Les quotidiens du lundi à fond sur le dénouement de la crise scolaire

La décrispation dans la crise scolaire, qui a connu la semaine dernière son apogée après que le Gouvernement a annoncé la radiation des enseignants grévistes qui ne se conforment pas aux réquisitions de rendre les notes aux élèves, suite à la médiation menée par les familles religieuses de Tivaouane (tidiane) et de Touba (mouride), est largement commentée par les quotidiens de ce lundi.

«Fin de la crise dans le secteur de l’éducation-Après Tivaouane, les enseignants capitulent à Touba», écrit Le Populaire.

Nos confrères expliquent que c’est vers 1 heure du matin, chez Serigne Bass Abdou Khadre (porte-parole du khalife des mourides), que Dianté et Abdoulaye Ndoye (syndicalistes), accompagnés du Médiateur de la République, Me Alioune Badara Cissé, ont mis fin à leur mouvement.

«Al Amine (porte-parole des tidianes) mène la médiation entre Gouvernement et Grand cadre des syndicats d’enseignants. En pleine séance de discussion, le porte-parole des tidianes câble Macky qui accepte de recevoir les syndicalistes», ajoute Le Populaire.

«Décrispation.
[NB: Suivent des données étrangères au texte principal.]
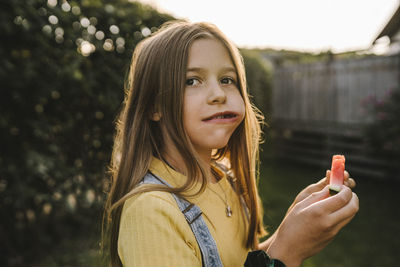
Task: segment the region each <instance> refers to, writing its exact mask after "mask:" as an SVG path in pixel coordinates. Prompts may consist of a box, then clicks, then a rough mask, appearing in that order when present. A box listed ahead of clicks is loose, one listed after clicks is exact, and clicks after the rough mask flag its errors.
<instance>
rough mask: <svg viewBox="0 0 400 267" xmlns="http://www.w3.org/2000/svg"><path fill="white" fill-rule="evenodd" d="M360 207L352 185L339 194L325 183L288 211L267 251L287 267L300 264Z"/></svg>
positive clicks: (328, 239)
mask: <svg viewBox="0 0 400 267" xmlns="http://www.w3.org/2000/svg"><path fill="white" fill-rule="evenodd" d="M320 182H321V181H320ZM317 184H318V183H317ZM358 208H359V204H358V197H357V195H356V194H355V193H353V192H352V191H351V189H350V188H349V187H347V186H343V189H342V190H341V191H340V192H339V193H338V194H336V195H334V196H331V197H329V186H325V187H324V188H323V189H322V190H321V191H318V192H314V193H311V194H310V195H309V196H308V197H306V198H304V199H303V200H301V201H299V202H297V203H296V204H295V205H294V206H293V207H292V208H291V209H290V210H289V211H288V213H287V215H286V217H285V218H284V220H283V222H282V223H281V225H280V226H279V228H278V230H277V231H276V232H275V233H274V238H273V239H272V240H271V243H270V245H269V247H268V249H267V253H268V254H269V255H270V256H271V257H272V258H277V259H279V260H281V261H282V262H284V263H285V264H286V266H288V267H292V266H299V265H300V264H301V262H302V261H303V260H305V259H306V258H308V257H311V256H312V255H315V254H316V253H318V252H319V251H321V250H322V249H323V248H324V247H325V246H326V245H327V244H328V243H329V242H330V241H331V240H332V239H333V238H334V237H335V236H336V234H337V233H338V232H339V230H340V229H341V228H343V227H344V226H345V225H346V224H348V223H349V222H350V221H351V219H352V218H353V217H354V216H355V214H356V213H357V211H358Z"/></svg>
Le Grand cadre et le Cusems acceptent de lever le mot d’ordre», titre Le Quotidien qui fait état de «médiation réussie de Tivaouane et Touba».

Insistant sur les menaces de radiation des enseignants, La Tribune indique que «Al Amine tempère Macky» qui promet de recevoir les grévistes.

«Situation scolaire-rétention des notes-menace de radiation : Tivaouane et Touba dans la crise scolaire», note Sud Quotidien.

Pour Walfadjri, «Serigne Abdoul Aziz Sy sauve l’école et les grévistes».

Commentant la suspension du mot d’ordre, le journal L’As souligne que «Tivaouane et Touba sauvent l’année».

Toutes choses qui font dire à L’Observateur qu’il y a eu «levée du cor de l’école à Touba».

Libération sort de l’école pour se focaliser sur la modification du Décret de répartition des services de l’Etat. «Macky arme Mahammad Dionne» avec la Dscos qui a quitté le ministère de l’Urbanisme pour la Primature, note le journal.

Dans sa rubrique «En Profondeur», EnQuête parle du «juteux business de la dialyse». «Quand les néphrologues s’enrichissent grâce aux reins. Les limites de la gratuité», note le journal.

Le Soleil s’intéresse au dessalement de l’eau de mer et informe que «l’usine de Dakar va coûter 135 milliards de f cfa».